In a research note, Fleck described Hrdlicka's resignation from the New Zealand milk and infant formula company (ASX: A2M) after less than 18 months as "surprising", noting A2 had just rolled out an updated strategy at its Investor Day in September and upgraded its near-term EBIT margin outlook last month.

But he is encouraged that former chief executive Geoff Babidge will again assume a leadership role.

"Per Hrdlicka, the role has entailed more travel than she originally anticipated, although we acknowledge the exact reason for her departure is unclear and introduces uncertainty," Fleck says.

"Nonetheless, we’re encouraged that prior chief executive Geoff Babidge, who successfully guided the company from 2010 through 2018, will again assume the leadership role on an interim basis while a2 searches for a new permanent chief executive, and that the board remains committed to Hrdlicka’s recently outlined investment plans."

A2M announced Hrdlicka's resignation to the ASX early-Monday. In a statement, the Board says it "fully endorses" the strategy which Hrdlicka and the senior leadership team developed.

Hrdlicka said the next 3-5 years of the company's expansion into China and the US would require more travel than she anticipated.
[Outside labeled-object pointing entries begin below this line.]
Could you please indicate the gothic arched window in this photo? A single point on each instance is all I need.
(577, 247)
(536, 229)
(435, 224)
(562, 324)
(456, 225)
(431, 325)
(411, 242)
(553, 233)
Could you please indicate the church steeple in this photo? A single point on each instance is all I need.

“The a2 Milk Company is an extraordinary business and I joined the company excited about the opportunity to help define its full potential and deliver against it," Hrdlicka told the ASX.

“The reality however is that the next three to five years will continue to require the chief executive being present in our core markets of China and the US and that combined with running a New Zealand company based in Australia required more travel than I had anticipated when I joined the company.

"The Board and I agreed that this next phase is going to be too difficult to manage alongside my other commitments whilst also managing the health and wellness priorities of my family and me."

The Board will immediately commence a global search for a new chief executive, and former chief executive Geoff Babidge will operate as interim chief executive.

A2's share price sank 3.9 per cent on the news, closing Monday at $13.97. At the current price of $14.26, the company is trading in line with Morningstar's $14.50 fair value estimate, which Fleck has left unchanged.

The board has outlined a new medium-term earnings before interest, tax, depreciation and amortisation margin goal of above 30 per cent. This aligns with Morningstar's forecast, with Fleck expecting EBITDA margins to climb to 32 per cent over the next decade.

Changes don't dent stewardship rating

Fleck has also maintained his Standard stewardship rating for A2 Milk, despite a series of upcoming C-suite changes.

"This transition will follow the previously announced hire of new CFO Race Strauss who will start in January 2020 after current CFO Craig Louttit opted to step down to a deputy position to spend more time with family, and the upcoming resignation of chief marketing officer Susan Massasso, scheduled for February," he says.

"Despite these C-suite changes, we maintain our Standard stewardship rating, based on the consistent strategy and Babidge’s prior experience in leading the company."

He estimates the search for a new chief executive will likely push into late-2020.